Sunday, January 14, 2007

What Iraq Means for Democrats

This week's New Yorker has a good summary of the state of the party, and the candidates it appears to be sending into the 2008 primaries.


The Democratic Party’s base may be dovish, but it accounts for less than twenty-five per cent of the American voting public. It is difficult, therefore, to imagine a serious general-election candidate who does not favor some sort of “enlightened internationalism,” with its possible military implications. (Lieberman’s ultimate victory as an Independent seemed to demonstrate that dovish voters, even in a liberal state such as Connecticut, cannot by themselves unseat a hawkish senator.) But the Democratic Party’s chief problem may be finding a way to arrive at a coherent and persuasive post-Bush foreign policy.

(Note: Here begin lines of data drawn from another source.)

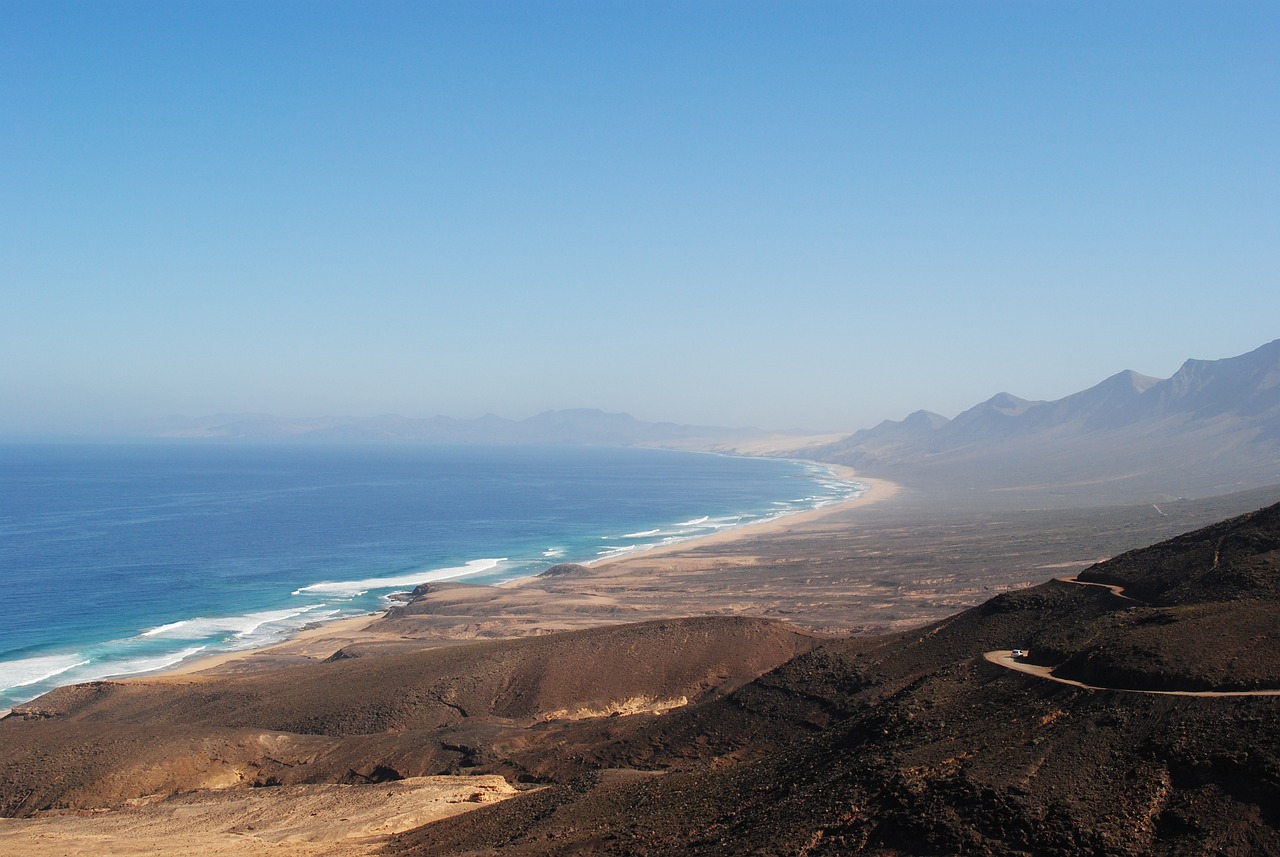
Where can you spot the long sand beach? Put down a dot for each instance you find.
(542, 605)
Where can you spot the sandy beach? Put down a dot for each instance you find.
(457, 612)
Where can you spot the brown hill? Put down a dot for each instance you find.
(366, 719)
(910, 743)
(914, 743)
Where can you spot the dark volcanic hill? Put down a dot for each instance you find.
(913, 743)
(1211, 429)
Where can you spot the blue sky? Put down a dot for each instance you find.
(777, 214)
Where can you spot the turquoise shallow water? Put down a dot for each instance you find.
(122, 559)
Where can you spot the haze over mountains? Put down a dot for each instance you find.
(1211, 429)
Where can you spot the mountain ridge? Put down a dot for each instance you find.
(1214, 426)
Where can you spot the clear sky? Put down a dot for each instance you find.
(784, 214)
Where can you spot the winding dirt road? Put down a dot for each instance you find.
(1002, 658)
(1005, 658)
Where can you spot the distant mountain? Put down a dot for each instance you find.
(1212, 427)
(580, 426)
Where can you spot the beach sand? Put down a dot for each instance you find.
(456, 612)
(888, 560)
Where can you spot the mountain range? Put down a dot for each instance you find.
(1211, 429)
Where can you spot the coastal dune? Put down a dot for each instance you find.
(371, 719)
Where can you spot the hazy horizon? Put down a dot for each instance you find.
(777, 215)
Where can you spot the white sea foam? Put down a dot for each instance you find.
(241, 626)
(136, 665)
(32, 670)
(357, 587)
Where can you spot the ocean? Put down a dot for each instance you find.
(122, 559)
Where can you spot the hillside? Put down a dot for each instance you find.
(1211, 429)
(727, 736)
(915, 745)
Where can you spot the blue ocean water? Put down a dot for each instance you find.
(123, 559)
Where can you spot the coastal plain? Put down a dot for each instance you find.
(478, 682)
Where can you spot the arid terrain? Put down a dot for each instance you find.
(762, 727)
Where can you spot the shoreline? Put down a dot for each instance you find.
(877, 490)
(327, 637)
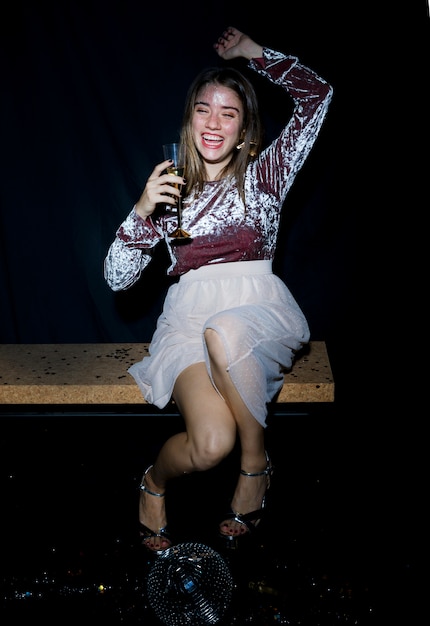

Michael E. O’Hanlon, of the Brookings Institution, and Kurt M. Campbell, a former National Security Council official under Bill Clinton, argue in a recent book, “Hard Power: The Politics of National Security,” that Bush Administration incompetence, not Democratic foreign-policy wisdom, accounts for the Democrats’ success in last November’s midterm election. “Without answers of their own to the questions they pose to the Bush Administration about how to keep the country safe and secure, Democrats are likely to find current gains in national polls to be fleeting or illusory,” they wrote. They might have added that, whether or not the public hopes for a period of international tranquillity, the next President, Democrat or Republican, will inherit an extraordinarily difficult set of problems.